Joe and I became friends, and collaborated on other projects together. More than anyone, Joe helped me see the significance in playing in our own backyard, but also to uphold an even grander vision. Through all my twisted travels on the yellow brick show biz road over the last decade, I've come to realize that when Cocoanut Grove finally comes alive on the silver screen, for it to become real enough to enlighten as well as entertain, it must be made in Boston. More importantly, in every step of the production process, we need to be mindful about making a movie about a local event that devastated so many. Like the characters in our story, we must follow our hearts. As Pepper advises a distraught Dorothy just before the fire, "You know sweetie, I may be just a poor, dumb working girl, but even I know what shapes our lives." Dorothy looks up, perplexed. "Love."
On Saturday January 25, 2013 I decided it was time to write this article as a mean to raise awareness of this project, and chose its theme to be the coincidences surrounding the writing of Cocoanut Grove. The very next morning, I learned of the nightclub fire in Brazil. Like The Station nightclub fire, all over the news were comparisons to Cocoanut Grove. As I typed fervently away, this latest troubling coincidence jolting me with renewed determination and purpose, I came across a comment thread on an online national news outlet where a man wrote the following about the Brazilian Kiss fire: "When I was a teenager, my parents told me over and over about the Coconut Grove nightclub fire in Boston, and since then I have tried to avoid similar situations while working in the music business for years.”
A Memorial Plaque was embedded into the sidewalk of Piedmont and Church streets where Cocoanut Grove once stood, honoring those lost in the Cocoanut Grove fire. Beside a picture of the floor plan of the nightclub, it reads:
The Cocoanut Grove. Erected by the Bay Village Association, 1993. In memory of the more than 490 people that died in the Cocoanut Grove Fire on November 28 1942. As a result of that terrible tragedy, major changes were made in the fire codes, and improvements in the treatment of burn victims, not only in Boston but across the nation. 'Phoenix out of the Ashes.'
Recently, a Cocoanut Grove coalition formed in Boston as "a collaborative effort that brings together original and secondary sources from the collections of local Boston institutions and people interested in preserving the history of the fire."
On the Celebrate Boston website, there is a page about the Cocoanut Grove disaster, with a comment thread indicating that many share the sentiment of the following comment: "28-11-2012 Today is the 70th anniversary of the fire. Still no significant memorial and it didn't make a headline. I wish a non-profit could be set up to fund an adequate memorial. The victims are not forgotten."
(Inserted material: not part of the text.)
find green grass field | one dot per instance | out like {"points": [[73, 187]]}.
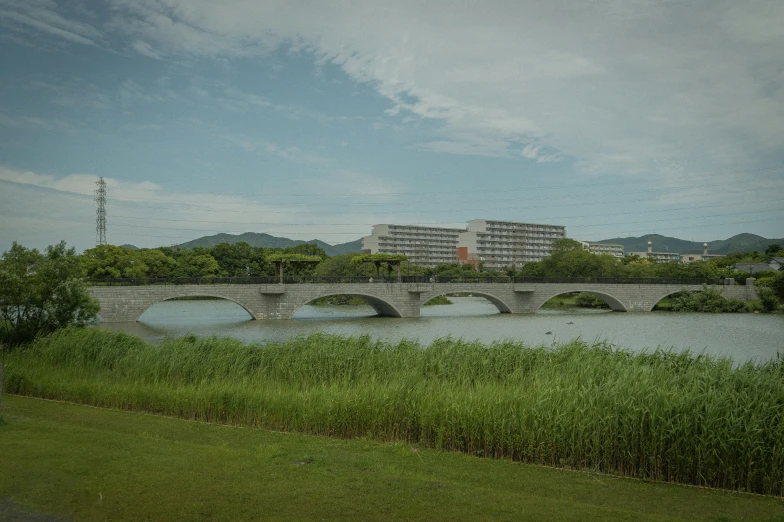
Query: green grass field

Considering the uprising of the the coalition, New England Studios, public interest and more importantly, history repeating itself, it's time to make this film.
Producing a movie to raise awareness, help save lives and offer a suitable tribute are all noble intentions. Yet underlying such a bold hope is another less obvious and more common one. Cocoanut Grove was written as an epic hero's journey. Our script consultant considered the screenplay "Smart and sophisticated. Titanic-like. Cleverly stitched." This real life tragedy comes complete with 40's era uniformed heroes, mink draped mobsters, red lipstick and white gloved ladies, and a universal Coming of Age message. Yet it's also just a simple story, with a timeless message that bears repeating.
Follow your heart. We'll meet again. Please remember me.